I never post anything to anyone, but my recent lucid dreams were so strange and wonderful that I have to share them with someone. I feel like I’m throwing a pebble into a stream in order to watch the waves.
About me: 67 years old, been meditating for 50 years. I have experienced many traditions and teachers, but the last 20 years, I have been strongly grounded in Thai and Burmese Vipassana, mostly from the Achan Cha lineage. In February and May of this year, I participated in magic mushroom ceremonies that cracked me open like an egg. I spontaneously started lucid dreaming shortly thereafter.
On Monday of this week I had an amazing dream. I was in a large facility, like a clinic or university, with many rooms, and after wandering about, I found myself in an office, where I was about to be interrogated. On the desk there was a file folder with my name on it, and inside the open folder I saw a list of mantras that only I knew! I thought, “how can they know those mantras,” and at that moment I realized that I was dreaming, and instantly I was in a solid lucid dream, unlike any I had experienced before. It had the same qualities of ordinary physical reality–totally clear and stable. I knew that I could wake myself if I wanted to, although I was unaware of my body asleep in the bed. I was fully present and relaxed, and I thought, “what should I do”? There was a woman challenging me, and we were in a kind of stand off, so I decided to wake up because I could not change the scenario.

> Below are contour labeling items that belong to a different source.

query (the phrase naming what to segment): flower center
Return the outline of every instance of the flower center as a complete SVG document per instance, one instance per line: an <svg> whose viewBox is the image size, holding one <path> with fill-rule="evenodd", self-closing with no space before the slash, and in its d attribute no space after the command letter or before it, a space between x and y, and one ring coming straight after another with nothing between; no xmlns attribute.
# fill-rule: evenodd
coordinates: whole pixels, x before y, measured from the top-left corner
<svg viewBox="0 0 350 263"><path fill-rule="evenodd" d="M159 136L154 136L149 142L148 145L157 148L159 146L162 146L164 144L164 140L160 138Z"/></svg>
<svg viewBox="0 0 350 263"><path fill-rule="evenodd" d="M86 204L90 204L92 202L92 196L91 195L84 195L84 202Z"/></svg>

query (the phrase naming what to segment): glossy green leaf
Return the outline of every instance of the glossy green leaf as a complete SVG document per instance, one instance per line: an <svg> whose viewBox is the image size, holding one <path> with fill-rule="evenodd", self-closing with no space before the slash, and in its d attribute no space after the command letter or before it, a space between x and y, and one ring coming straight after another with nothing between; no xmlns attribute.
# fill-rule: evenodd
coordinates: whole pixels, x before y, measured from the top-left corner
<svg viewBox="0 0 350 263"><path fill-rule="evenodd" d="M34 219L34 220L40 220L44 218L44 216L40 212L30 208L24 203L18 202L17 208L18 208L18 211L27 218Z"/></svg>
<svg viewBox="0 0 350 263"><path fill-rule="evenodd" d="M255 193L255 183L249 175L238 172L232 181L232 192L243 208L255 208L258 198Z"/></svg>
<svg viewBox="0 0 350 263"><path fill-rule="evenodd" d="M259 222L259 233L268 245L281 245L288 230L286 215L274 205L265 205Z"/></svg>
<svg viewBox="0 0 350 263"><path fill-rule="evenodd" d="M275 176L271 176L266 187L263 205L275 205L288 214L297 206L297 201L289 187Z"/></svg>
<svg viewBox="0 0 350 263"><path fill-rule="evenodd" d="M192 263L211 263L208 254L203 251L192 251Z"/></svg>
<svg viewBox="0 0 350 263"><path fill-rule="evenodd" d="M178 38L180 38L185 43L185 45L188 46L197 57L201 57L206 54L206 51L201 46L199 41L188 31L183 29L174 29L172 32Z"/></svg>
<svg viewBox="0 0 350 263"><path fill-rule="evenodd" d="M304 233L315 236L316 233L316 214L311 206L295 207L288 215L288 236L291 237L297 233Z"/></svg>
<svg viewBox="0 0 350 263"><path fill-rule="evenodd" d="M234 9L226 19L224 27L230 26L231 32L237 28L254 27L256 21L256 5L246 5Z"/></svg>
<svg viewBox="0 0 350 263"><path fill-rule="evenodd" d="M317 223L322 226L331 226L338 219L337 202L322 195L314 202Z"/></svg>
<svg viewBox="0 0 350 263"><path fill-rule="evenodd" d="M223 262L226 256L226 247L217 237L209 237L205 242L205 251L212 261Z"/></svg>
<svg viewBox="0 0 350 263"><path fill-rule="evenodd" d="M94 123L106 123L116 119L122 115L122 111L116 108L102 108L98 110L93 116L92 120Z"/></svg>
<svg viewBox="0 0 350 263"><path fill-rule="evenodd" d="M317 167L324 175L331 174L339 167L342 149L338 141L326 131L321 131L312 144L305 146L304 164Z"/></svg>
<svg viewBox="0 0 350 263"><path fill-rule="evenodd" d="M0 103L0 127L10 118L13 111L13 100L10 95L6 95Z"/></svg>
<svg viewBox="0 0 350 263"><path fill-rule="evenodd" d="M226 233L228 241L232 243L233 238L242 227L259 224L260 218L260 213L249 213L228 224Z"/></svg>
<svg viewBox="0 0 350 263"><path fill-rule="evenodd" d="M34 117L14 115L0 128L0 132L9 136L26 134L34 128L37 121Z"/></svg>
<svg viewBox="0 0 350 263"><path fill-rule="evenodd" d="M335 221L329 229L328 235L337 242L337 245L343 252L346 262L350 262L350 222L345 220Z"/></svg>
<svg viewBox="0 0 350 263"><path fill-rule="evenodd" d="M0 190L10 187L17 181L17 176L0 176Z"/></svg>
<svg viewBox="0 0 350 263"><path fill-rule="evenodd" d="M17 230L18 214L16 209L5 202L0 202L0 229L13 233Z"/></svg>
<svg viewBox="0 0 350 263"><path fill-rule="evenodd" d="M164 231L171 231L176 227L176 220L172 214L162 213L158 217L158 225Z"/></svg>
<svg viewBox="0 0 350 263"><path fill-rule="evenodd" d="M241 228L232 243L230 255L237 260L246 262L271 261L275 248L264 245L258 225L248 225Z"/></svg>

I awoke feeling elated. And shortly thereafter fell back to sleep into the same dream space: same building, same stable consciousness, only this time as I walked through the rooms I was a disruptive force, and all of the people who were engaging in new age therapies came running from their classes, as if liberated from their involuntary lessons. It was joyously chaotic, as if I had let them out of their cages. In front of the building I became fully lucid again: totally solid. I knew I could wake up at any time and I was amazed by the seeming physicality of the dream reality. This time I decided to try to meditate, so I put my hands in a pranam position at my heart, and started to do loving kindness in all directions. I said, “may all beings be well and happy; may all beings be at peace” over and over again until I woke up, still in a joyous state.
Wow. No lucid dreams since Monday, but I remain grateful and happy. Found this website and decided to share it. I feel a little strange, as I have no community. I’m just a quiet soul who meditates solo. But this was so cool that I wanted to share and feel some connection. Thanks for reading.